Introducing the I&A tip into the AC with the side-port facing up, the sub-anterior capsular region is approached (Figure 2). Care must be taken to maintain distance from the posterior capsule as well as the anterior capsule edge. Gentle aspiration is then applied to engage cortical fibers. If occlusion is not reached or inadequate quantity of cortex is grasped, the tip can be re-introduced under the anterior capsule, and towards the equator if necessary. Once the port is full of cortical material, occlusion will be achieved with a rise in vacuum. The tip is withdrawn towards the pupil, maintaining occlusion through continued aspiration. As the anterior capsular edge is cleared, more vigorous aspiration can be applied, allowing the I&A vacuum to continue stripping the cortical fibers. Alternatively, with cortical material filling the port, manual stripping of the cortex can be performed with gentle rotation of the tip towards the pupillary center, followed by aspiration once the cortex is free of attachments. This rotational technique can be very helpful with subincisional cortex (Figure 3).

I&A 90 degree tip

Figure 3: A 90 degree I&A tip rotated for subincisional cortex removal. To ensure safety, the tip should be rotated towards the center of the pupil, port up prior to vigorous aspiration (see video for demonstration).
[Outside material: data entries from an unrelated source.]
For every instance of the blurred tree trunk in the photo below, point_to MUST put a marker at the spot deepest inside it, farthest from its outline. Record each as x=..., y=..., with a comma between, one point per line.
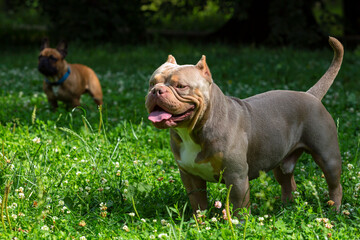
x=351, y=18
x=272, y=21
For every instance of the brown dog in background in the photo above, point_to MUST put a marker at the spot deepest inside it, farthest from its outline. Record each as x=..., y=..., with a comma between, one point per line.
x=64, y=81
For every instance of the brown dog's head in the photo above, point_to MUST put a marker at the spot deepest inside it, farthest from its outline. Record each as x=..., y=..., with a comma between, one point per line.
x=178, y=94
x=51, y=61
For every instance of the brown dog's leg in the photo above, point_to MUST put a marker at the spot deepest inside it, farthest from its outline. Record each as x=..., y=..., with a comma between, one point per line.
x=240, y=192
x=331, y=166
x=196, y=190
x=285, y=177
x=287, y=183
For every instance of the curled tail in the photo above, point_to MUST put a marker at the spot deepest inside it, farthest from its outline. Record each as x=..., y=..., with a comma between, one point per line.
x=322, y=86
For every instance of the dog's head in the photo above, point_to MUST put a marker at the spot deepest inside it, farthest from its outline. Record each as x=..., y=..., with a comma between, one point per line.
x=51, y=60
x=178, y=94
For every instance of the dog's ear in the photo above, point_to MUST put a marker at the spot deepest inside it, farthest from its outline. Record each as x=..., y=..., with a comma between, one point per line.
x=62, y=48
x=171, y=59
x=204, y=69
x=44, y=43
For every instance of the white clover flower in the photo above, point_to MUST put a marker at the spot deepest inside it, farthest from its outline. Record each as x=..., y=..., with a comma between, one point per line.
x=45, y=228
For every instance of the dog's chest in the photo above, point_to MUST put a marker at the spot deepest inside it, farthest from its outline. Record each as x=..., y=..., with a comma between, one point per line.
x=189, y=151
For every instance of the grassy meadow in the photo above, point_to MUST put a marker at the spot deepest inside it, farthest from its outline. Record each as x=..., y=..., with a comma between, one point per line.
x=109, y=174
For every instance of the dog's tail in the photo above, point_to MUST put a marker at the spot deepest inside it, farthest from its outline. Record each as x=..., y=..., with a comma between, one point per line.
x=322, y=86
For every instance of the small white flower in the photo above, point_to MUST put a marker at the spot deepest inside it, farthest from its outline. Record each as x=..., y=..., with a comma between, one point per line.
x=45, y=228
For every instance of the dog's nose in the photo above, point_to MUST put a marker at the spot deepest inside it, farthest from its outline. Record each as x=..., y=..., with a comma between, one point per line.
x=159, y=90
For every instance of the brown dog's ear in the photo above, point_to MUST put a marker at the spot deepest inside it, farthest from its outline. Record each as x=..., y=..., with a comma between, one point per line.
x=62, y=48
x=44, y=43
x=171, y=59
x=205, y=71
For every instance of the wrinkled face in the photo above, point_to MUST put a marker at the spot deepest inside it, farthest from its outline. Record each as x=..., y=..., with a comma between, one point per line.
x=49, y=61
x=178, y=95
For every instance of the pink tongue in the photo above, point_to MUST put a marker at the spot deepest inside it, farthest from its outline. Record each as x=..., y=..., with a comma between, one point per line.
x=158, y=116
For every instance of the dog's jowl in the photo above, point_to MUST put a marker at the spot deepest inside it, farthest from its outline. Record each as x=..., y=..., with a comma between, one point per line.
x=64, y=81
x=212, y=133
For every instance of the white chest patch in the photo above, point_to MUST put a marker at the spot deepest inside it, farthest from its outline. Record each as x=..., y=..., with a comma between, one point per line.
x=188, y=153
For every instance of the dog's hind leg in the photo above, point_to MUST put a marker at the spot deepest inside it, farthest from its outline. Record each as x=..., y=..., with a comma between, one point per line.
x=285, y=177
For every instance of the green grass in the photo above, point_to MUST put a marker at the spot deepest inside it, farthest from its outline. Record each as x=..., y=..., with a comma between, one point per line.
x=63, y=168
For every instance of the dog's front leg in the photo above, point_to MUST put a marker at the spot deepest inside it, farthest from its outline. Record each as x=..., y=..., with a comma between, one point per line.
x=196, y=190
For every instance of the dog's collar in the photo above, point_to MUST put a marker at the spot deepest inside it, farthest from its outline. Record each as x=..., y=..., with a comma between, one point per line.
x=61, y=80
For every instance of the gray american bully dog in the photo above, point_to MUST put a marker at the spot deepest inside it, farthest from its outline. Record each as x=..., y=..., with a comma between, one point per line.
x=213, y=133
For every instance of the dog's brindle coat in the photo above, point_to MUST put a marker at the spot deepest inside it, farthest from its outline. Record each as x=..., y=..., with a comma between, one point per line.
x=211, y=132
x=82, y=79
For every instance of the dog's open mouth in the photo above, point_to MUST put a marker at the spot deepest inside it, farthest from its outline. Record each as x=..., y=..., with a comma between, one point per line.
x=158, y=115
This technique is repeated for the full circumference of the capsular bag. In order for I&A assisted cortical stripping to be successful, proper occlusion with cortical material is necessary. Often, large portions of cortex can be incorporated by repeated engagement of the sub-anterior capsular cortical fibers in a sweeping arc.

Capsular Vacuum


Sometimes, a resilient posterior cortical plaque may persist. First, to reduce the likelihood of posterior capsular rupture, the I&A settings should be adjusted for capsular vacuuming (Table 1), reducing vacuum and aspiration rate for greater safety near the capsule. The I&A tip can then be brought with the side port perpendicular to, or carefully facing down towards, the posterior cortical material (Figure 4). A gentle sweeping motion can be used to catch the edge of the plaque, and pry the fibers from the capsule. A studded tip may be used to provide greater friction against the fibrotic cortical fibers. If an edge can be lifted, viscoelastic may also be injected under this edge to help “visco-dissect” the plaque.


I&A cap vac

Figure 4: Technique for capsular vacuuming, first ensuring that the I&A settings have been appropriately adjusted.

Caution must be exercised in removing resilient posterior capsular plaques, such as those found in small posterior polar cataracts. In this situation, an irregularity in the posterior capsule may be pre-existing, or easily induced, and may lead to vitreous presentation. In such cases, it may be prudent to leave the cortex for later neodymium-doped yttrium-aluminum-garnet (nd:YAG) laser capsulotomy.